For a variety of reasons England was the first modern nation to develop a middle class. England never had a true peasantry, and the aristocracy, living on the land (instead of in the cities, as in much of Europe) took an interest in agriculture and trade. It is important to understand the sequence here. Many people in the underdeveloped world today are attracted to democracy for purely utilitarian reasons, because they believe it contains the secret of economic prosperity. But the evidence of history seems to indicate that the causation ran in the opposite direction: the increase of trade created the middle class, and the middle class demanded and produced democratic government. This suggests that the secret of creating democracies lies first in economic development, in creating a significant middle class. In much of the world, however, this is still lacking, because trade is severely restricted.

The mediaeval limitations on the power of government were gradually undermined during the 16th and 17th centuries by the rise of absolute monarchies, especially in France under Louis XIV and the Tudors, Stuarts and Cromwell in England. What followed was ironical, however. For these monarchs and their nations wanted to increase their power, which meant developing their economies. And the development of their economies strengthened their middle classes, which eventually led to the overthrow of the absolute monarchies and their replacement by representative government. This transformation took place first of all in England, beginning in the 17th century.

  1. England

The “Glorious Revolution”

In 1688-89 England underwent a constitutional revolution in which supreme power was transferred from the king to parliament, the first such event in modern Europe. The principal role of the elected parliament, like that of the U.S. Congress, had always been to provide money for the king by approving taxes. This gave parliament eventually the power to pass laws, so long as the king agreed with them. But until 1689 parliament was constitutionally subordinate to the king. In 1688, however, parliament became afraid that the king, James II, who had converted to Catholicism, would subject England politically to the pope. In his place they invited a Protestant, William, the duke of Orange in the Netherlands, and his wife Mary (James’s sister) to occupy the throne, on condition that they recognize the supremacy of parliament.
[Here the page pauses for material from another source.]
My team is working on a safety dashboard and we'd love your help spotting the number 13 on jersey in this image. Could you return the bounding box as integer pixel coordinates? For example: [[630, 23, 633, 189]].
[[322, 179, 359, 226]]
William accepted this condition and became England ‘s (and Europe ‘s) first constitutional monarch. Historians refer to this as the “Glorious Revolution.” It represented a triumph of the “Whigs” who were largely middle class or “gentlemen” over the “Tories” who tended to be aristocrats.

The Act of Toleration

The first freedom was freedom of religion. (The traditional term for these freedoms was “civil liberties” or “civil rights.” This terminology has its own importance and we will come back to it in a later lecture.) Paradoxically, freedom of religion was a result of the wars of religion. In the wake of the Reformation in the 16th century, bitter religious wars broke out between the Catholic and Protestant powers of Europe and continued for a hundred years. Eventually, however, people became exhausted by the religious strife and agreed that religious differences should be tolerated. On May 24, 1689 the English parliament passed the Act of Toleration, which permitted dissent from the Church of England and abolished the requirement of attending church on Sunday. It applied also, of course, to England ‘s colonies. No longer could the Puritans of Boston hang the Mary Dyers of this world because they were Quakers, as had happened in 1660.

Freedom of religion gave rise to other freedoms now generally recognized in the West: freedom of thought, freedom of conscience, freedom of speech and freedom of association. During the 18th century it was to be followed by the emergence of the concept of free trade.